Safety Distance: Move Slow and Don’t Break Things

Safety Distance: Move Slow and Don’t Break Things

James Giammona, Brad Neuberg

Problem

  • Provide prior for RL agents so that agents avoid dangerous parts of the environment that they’ve never seen before
  • Zero shot generalization at test time beyond dangerous things agent has seen at training time

Proposed Solution

  • Add heuristic term to reward function that is only needed at test time (i.e. we don’t need to retrain a system to work with it).
  • This heuristic encodes the intuition that rapidly changing values in the environment could be dangerous (ex: fast moving cars, sharp changes in temperature, a rapid change in altitude such as a pit, etc.)
  • Basically, large changes in the first derivative of state attributes probably indicate safety issues.
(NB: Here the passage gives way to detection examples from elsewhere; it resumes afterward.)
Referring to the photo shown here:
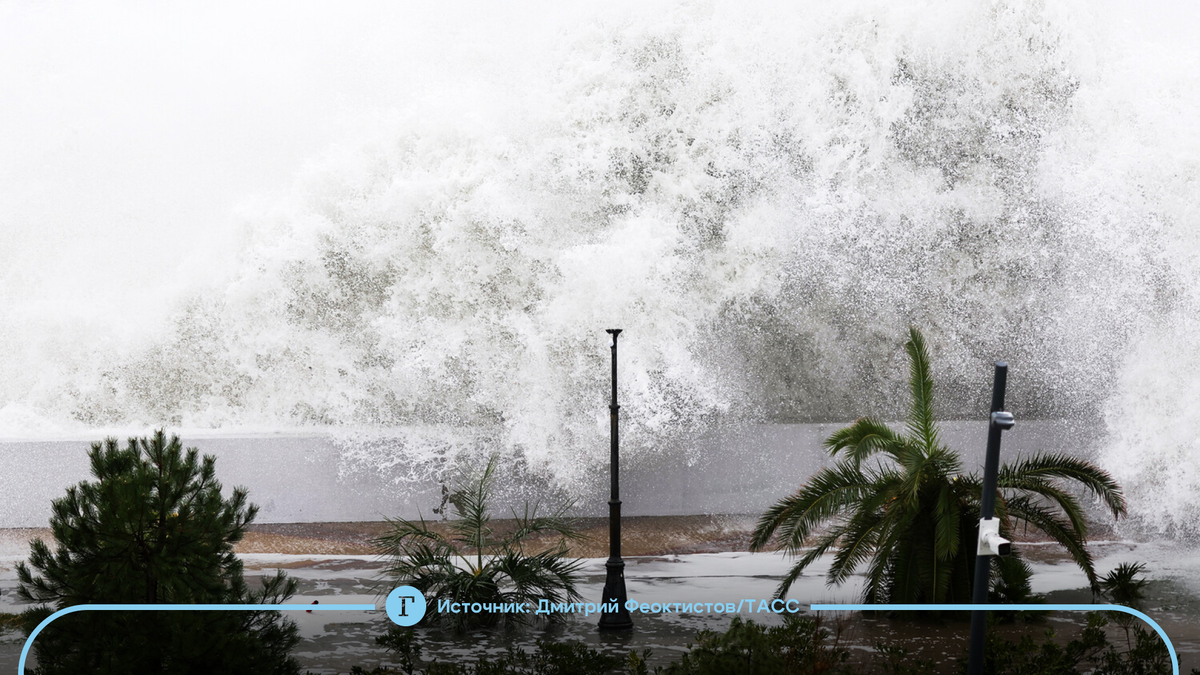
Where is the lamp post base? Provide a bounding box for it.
[600,557,634,631]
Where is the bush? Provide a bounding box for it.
[374,458,583,632]
[662,615,850,675]
[959,611,1185,675]
[17,431,300,675]
[350,627,622,675]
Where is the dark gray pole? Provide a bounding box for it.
[600,328,634,631]
[967,362,1013,675]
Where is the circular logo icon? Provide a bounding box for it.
[384,586,425,626]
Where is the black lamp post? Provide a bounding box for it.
[967,362,1013,675]
[600,328,634,631]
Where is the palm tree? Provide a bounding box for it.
[750,328,1126,603]
[373,456,582,633]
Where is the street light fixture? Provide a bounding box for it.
[600,328,634,631]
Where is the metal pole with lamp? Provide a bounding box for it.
[967,362,1014,675]
[600,328,634,631]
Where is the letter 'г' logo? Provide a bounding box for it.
[384,586,425,626]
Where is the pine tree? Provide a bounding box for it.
[17,431,300,675]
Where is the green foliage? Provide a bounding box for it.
[374,456,582,632]
[0,611,23,635]
[1099,562,1150,607]
[661,615,850,675]
[17,431,299,675]
[751,328,1126,603]
[959,613,1180,675]
[350,627,622,675]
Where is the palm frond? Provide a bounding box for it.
[828,508,886,585]
[905,327,938,450]
[934,483,961,561]
[1000,453,1126,518]
[1001,476,1087,540]
[500,502,583,548]
[750,462,872,551]
[823,417,902,464]
[1006,495,1098,590]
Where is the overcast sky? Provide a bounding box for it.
[0,1,1200,326]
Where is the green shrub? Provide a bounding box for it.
[374,458,583,633]
[350,626,622,675]
[662,615,850,675]
[17,431,300,675]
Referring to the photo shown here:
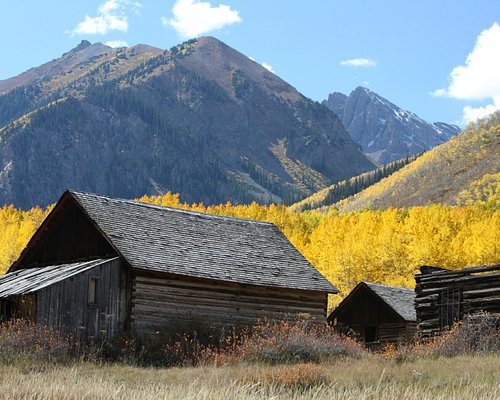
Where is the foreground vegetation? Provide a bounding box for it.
[0,314,500,400]
[0,355,500,400]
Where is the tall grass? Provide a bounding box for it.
[0,355,500,400]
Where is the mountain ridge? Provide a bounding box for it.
[331,111,500,212]
[323,86,460,165]
[0,37,374,207]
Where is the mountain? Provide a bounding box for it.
[328,111,500,211]
[0,37,374,208]
[289,156,418,212]
[323,87,460,165]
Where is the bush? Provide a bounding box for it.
[433,312,500,357]
[214,320,364,364]
[0,319,76,363]
[98,320,364,367]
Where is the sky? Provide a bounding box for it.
[0,0,500,126]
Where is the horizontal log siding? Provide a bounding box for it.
[36,259,127,339]
[131,274,327,334]
[415,265,500,338]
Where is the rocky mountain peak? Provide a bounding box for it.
[323,86,460,165]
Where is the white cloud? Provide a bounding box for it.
[340,58,377,68]
[104,40,128,48]
[71,0,142,35]
[431,22,500,122]
[462,96,500,123]
[161,0,241,37]
[260,62,276,74]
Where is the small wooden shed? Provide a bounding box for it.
[0,191,337,338]
[328,282,417,347]
[415,264,500,338]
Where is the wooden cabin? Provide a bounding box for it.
[415,264,500,338]
[0,191,337,338]
[328,282,417,347]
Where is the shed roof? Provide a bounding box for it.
[362,282,417,321]
[14,191,338,293]
[0,257,118,297]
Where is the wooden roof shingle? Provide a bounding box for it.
[67,191,338,293]
[363,282,417,321]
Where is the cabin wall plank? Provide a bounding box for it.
[36,259,126,339]
[131,273,327,334]
[415,264,500,338]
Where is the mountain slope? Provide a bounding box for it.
[0,37,374,207]
[328,111,500,211]
[324,87,460,165]
[289,155,418,211]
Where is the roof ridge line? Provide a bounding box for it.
[68,189,276,226]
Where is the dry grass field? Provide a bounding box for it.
[0,313,500,400]
[0,355,500,400]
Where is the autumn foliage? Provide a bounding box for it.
[0,193,500,305]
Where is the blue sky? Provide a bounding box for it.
[0,0,500,124]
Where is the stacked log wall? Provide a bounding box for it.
[131,273,327,335]
[415,264,500,338]
[36,259,128,339]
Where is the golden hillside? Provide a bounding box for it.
[335,111,500,212]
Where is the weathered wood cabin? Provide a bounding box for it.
[0,191,337,338]
[328,282,417,347]
[415,264,500,338]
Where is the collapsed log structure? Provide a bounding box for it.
[415,264,500,338]
[328,282,417,349]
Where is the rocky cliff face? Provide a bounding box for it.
[0,37,373,208]
[324,87,460,165]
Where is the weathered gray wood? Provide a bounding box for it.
[131,272,326,332]
[36,259,126,338]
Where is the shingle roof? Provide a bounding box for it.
[363,282,417,321]
[0,259,116,297]
[69,191,337,293]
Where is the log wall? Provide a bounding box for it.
[36,259,128,339]
[131,273,327,335]
[415,264,500,338]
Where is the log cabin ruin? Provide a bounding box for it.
[0,191,337,338]
[328,282,417,349]
[415,264,500,339]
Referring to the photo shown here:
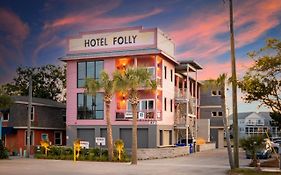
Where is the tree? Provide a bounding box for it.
[86,71,115,161]
[114,67,156,164]
[203,74,234,169]
[269,112,281,130]
[238,39,281,114]
[3,65,66,101]
[240,135,265,165]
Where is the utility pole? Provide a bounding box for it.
[26,75,32,158]
[229,0,239,168]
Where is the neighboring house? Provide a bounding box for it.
[61,27,202,148]
[200,85,225,148]
[0,96,66,154]
[230,112,278,138]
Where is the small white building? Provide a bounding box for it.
[230,112,278,138]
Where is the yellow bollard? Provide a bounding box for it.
[40,140,50,156]
[73,140,80,162]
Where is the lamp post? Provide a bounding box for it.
[26,75,32,158]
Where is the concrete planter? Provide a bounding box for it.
[138,146,189,160]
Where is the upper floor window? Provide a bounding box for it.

  • Inspired by Deep Mind’s recent work in creating toy gridworlds encapsulating concrete problems in AI safety (“on-off switch”, “distributional shift”, “unexpected side effects”, etc.), we extended one of their gridworlds that has lava in a single location during training time, while this lava is in different locations at test time.
  • At test time, we calculate our “safety distance”, which should have a high value when the agent is far away from areas of rapid change and a low value when near these areas. This “safety distance” then augments the standard reward.
  • We did not have time to tie in an RL algorithm to then decide on what action to take with this modified reward, so simply implemented a random walk for now along with displaying the calculated safety distance.

Future Work

  • Actually tie in RL algorithms and see how this improves the number of times of death (i.e. agent terminates in a way that is irrevocable)
  • Rather than hard code a heuristic like we have done on the test-time reward value, can we use a function approximator like a deep net to emit this “safety distance” so it can be a learned value?